Previously I presented a model where learning is impossible. In this post I want to emphasize
..not only must the phenomenon be learnable, but additionally the learning agent must incorporate a bias to exploit existing regularity. Without such a bias, the learner cannot penalize complex “noisy” hypotheses that fit the data.
In the model, the environment (phenomenon) that gives rise to observations in the form of the binary sequence of ‘0’ and ‘1’ is left unspecified. Nothing is said about how the environment evolves, whether it is deterministic or stochastic, or whether it follows a certain rule or not. The model I presented is thus completely orthogonal to the nature of the environment. And yet
Whatever the sequence of events, the learning agent does not gain any knowledge about the future from the past, learning is impossible.
So a property of the learning agent, the subject, makes learning impossible irrespective of the environment, the object. This property of the subject is the belief that all sequences of observations are equally likely, that is, the lack of a-priori bias favoring any of the outcomes. Even if the object was completely predictable, the subject would be unable to learn. Learning imposes constraints on both, hence the subject-object distinction;
To drive this point home, we could specify any environment and note how the conclusions regarding the model would not change. I hinted at this by presenting an example of the environment’s evolution that began with 111. Now assume the environment is such that it produces ‘1’ indefinitely in a completely deterministic and predictable way. You could interpret this as the classical example in philosophical treatments of induction: ‘1’ means that the sun rises the next day, and ‘0’ means that the sun does not rise. But again, this would make no difference, the learner would never catch on to this regularity.
Conversely, specifying an unlearnable environment will not do the learner any good either, of course. In fact, the astute reader will have realized that the learning agent’s prior corresponds exactly to the belief that the sequence of ‘0’ and ‘1’ are the results of a series of coin flips, where the coin is fair. And of course, given the assumption describing the coin, previous coin flips do not yield any information that serve to make predictions about future coin flips; the environment has no structure to be learned.

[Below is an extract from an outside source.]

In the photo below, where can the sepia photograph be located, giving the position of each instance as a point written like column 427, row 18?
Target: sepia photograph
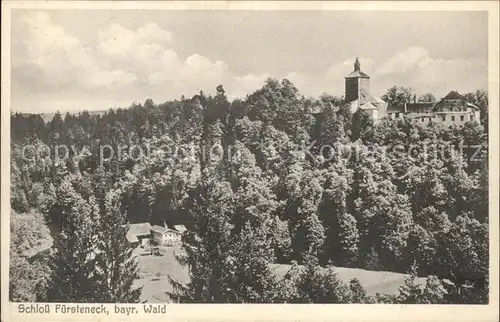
column 164, row 157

Most problems of bayesian inference include, in the problem statement, a description of the environment that is automatically used as the agent’s prior knowledge or at least a starting point, as in the typical case of drawing balls from an urn. This prior knowledge is incomplete of course, as no inference would be necessary otherwise. But in these cases the subject-object distinction is not so apparent; analysis about the agent’s learning performance assumes the problem definition is of course true!
However, the subject-object distinction is more important when asking what model of inference applies to the scientific investigation of nature and the problem of induction. This is because in these models, there is no problem definition, prior knowledge is genuinely prior to any experience.
Pending questions: What problem definition applies to inductive inference in science? What happens when extending our model to cases with infinite observations/theories? Does learning logically require bias, and if so, what bias is appropriate universally and intuitively acceptable?
 In fact, not only must there be bias, but it must be a bias that exploits structure. Altering the distribution such that it favors more ‘1’ in the sequence irrespective of previous observations is a bias, but does not allow learning. This is another important distinction, the entropy-learnability distinction.
 Or after 24 hours if you want to be picky about tautologies
 Another more technical question is, can prior knowledge in inference problems always be recast as a bias over theories that are deterministic predictions over entire sequences of possible events? (as we saw when noting that the binary sequence model is equivalent to a repeated coin flip scenario) If so, what property of these distributions allows learning?